Day 05: SwiGLU, the gated MLP every modern model uses

Date: 2026-06-20 · Week 1 · Phase 0 Foundations

What I added today

src/nanoserve/layers.py: swiglu, the block’s feed-forward sublayer (down(silu(gate(x)) * up(x))), three bias-free matmuls. Plus three tests in tests/test_layers.py: two pure-math (the definition, and a guard that the gate and up branches are not interchangeable) and one gated against the real Llama-3.2-1B mlp hook to 1e-5. Full suite is 36 green.

Why it matters

A transformer block is two sublayers: attention, which mixes information across tokens, and the MLP, which transforms each token on its own. The MLP is where most of a model’s parameters and most of its raw compute live. Day 4 did the normalizer; this is the second computed piece. After tomorrow’s attention, all four ingredients of a block exist.

What I learned

A plain MLP is down(act(up(x))): project up to a wide hidden dim, apply a nonlinearity, project back. SwiGLU splits the up-projection into two parallel matrices. One, the gate, goes through SiLU; the other, up, does not. They are multiplied elementwise, then projected down:

down( silu(gate(x)) * up(x) )

The intuition that made it click: the gate is a learned, input-dependent valve. For each of the 8192 intermediate channels, silu(gate(x)) produces a soft 0-to-1 multiplier on the matching up(x) channel, so the network can open and close parts of the feed-forward per token, instead of pushing everything through one fixed nonlinearity. That is the “gated linear unit” idea; SiLU is just the smooth gate function.

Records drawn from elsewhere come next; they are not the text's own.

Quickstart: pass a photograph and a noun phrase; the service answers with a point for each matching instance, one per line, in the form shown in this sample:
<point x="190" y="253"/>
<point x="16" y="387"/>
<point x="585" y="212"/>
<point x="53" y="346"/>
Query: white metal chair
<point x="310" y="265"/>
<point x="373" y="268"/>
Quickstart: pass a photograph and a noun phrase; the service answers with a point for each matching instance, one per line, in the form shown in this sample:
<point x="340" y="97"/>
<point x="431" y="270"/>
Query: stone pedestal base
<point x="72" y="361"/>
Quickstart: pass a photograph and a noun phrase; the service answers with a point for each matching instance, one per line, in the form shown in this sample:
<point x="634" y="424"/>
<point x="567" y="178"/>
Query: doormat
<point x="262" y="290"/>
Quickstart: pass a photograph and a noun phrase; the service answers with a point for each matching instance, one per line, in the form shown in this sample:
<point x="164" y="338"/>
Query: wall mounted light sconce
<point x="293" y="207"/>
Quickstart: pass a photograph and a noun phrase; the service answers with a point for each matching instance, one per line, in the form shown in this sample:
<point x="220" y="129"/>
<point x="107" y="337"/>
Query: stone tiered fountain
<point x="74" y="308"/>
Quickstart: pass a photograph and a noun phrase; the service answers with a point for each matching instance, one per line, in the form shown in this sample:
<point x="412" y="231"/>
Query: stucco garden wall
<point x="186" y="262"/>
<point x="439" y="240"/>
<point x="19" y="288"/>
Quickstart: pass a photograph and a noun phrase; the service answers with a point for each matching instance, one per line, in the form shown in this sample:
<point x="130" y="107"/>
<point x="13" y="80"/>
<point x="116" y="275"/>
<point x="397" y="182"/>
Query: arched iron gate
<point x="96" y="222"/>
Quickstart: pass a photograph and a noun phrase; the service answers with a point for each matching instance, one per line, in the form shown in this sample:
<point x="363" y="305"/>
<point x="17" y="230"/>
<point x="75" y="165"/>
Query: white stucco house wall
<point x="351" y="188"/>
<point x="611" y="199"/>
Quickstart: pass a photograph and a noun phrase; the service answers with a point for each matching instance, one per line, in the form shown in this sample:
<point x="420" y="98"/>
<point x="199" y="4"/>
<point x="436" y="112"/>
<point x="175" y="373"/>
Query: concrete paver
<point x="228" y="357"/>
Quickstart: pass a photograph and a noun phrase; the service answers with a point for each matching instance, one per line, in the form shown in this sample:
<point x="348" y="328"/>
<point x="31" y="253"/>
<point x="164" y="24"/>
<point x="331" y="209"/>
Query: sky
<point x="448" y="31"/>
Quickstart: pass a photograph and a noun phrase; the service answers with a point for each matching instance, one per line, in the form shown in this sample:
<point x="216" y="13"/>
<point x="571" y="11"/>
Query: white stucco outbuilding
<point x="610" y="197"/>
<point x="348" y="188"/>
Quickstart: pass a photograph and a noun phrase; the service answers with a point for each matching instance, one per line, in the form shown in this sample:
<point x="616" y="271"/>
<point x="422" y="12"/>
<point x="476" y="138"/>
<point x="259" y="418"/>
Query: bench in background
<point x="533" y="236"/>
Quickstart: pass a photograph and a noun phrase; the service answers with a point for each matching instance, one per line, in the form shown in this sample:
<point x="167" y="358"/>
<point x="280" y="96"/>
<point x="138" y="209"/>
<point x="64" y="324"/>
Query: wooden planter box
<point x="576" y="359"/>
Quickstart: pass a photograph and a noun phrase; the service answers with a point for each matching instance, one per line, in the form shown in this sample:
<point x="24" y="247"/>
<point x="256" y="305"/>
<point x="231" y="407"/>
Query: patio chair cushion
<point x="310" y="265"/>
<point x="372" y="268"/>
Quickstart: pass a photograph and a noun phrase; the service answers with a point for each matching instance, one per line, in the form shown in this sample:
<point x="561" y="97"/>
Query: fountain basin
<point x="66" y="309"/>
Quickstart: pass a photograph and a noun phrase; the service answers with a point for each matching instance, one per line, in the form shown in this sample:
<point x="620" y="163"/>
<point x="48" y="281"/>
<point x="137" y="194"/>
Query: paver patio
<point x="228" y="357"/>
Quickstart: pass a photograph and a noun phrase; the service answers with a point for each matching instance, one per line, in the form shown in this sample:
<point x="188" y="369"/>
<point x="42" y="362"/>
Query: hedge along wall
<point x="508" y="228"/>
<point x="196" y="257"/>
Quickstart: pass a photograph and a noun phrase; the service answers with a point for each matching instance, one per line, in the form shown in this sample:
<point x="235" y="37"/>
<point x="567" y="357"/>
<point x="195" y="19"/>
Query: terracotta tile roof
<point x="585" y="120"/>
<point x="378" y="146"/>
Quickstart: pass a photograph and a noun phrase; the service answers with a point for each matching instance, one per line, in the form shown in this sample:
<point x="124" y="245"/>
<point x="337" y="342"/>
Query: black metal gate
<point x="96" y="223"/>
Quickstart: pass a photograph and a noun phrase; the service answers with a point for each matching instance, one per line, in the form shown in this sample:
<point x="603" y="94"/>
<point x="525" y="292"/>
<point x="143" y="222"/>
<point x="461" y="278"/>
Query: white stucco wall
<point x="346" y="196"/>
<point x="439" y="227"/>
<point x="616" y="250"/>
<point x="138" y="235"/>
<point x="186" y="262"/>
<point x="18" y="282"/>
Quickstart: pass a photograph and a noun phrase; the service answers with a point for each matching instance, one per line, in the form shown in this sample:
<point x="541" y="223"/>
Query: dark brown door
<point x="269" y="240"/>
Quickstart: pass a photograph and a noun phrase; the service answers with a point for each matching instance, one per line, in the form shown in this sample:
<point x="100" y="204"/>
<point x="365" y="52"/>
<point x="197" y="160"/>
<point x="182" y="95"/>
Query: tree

It costs a third matrix, so Llama sizes the intermediate dim at about 2.7x hidden (8192 for this 2048-hidden model), not the classic 4x. Same parameter budget, spent on a gate instead of a wider single projection.

The one thing to get exactly right is which branch the nonlinearity sits on. SiLU goes on the gate only, and the branches multiply, not add. Swap them, or move the SiLU, and because SiLU is nonlinear the output genuinely changes, but short prompts still look plausible while the logits drift off HF. So one test does the real comparison (1e-5 against the HF mlp hook on the layer’s true input), and a second is a pure trap test: run swiglu with gate and up exchanged and assert the result disagrees, so a future refactor that flips them fails loudly.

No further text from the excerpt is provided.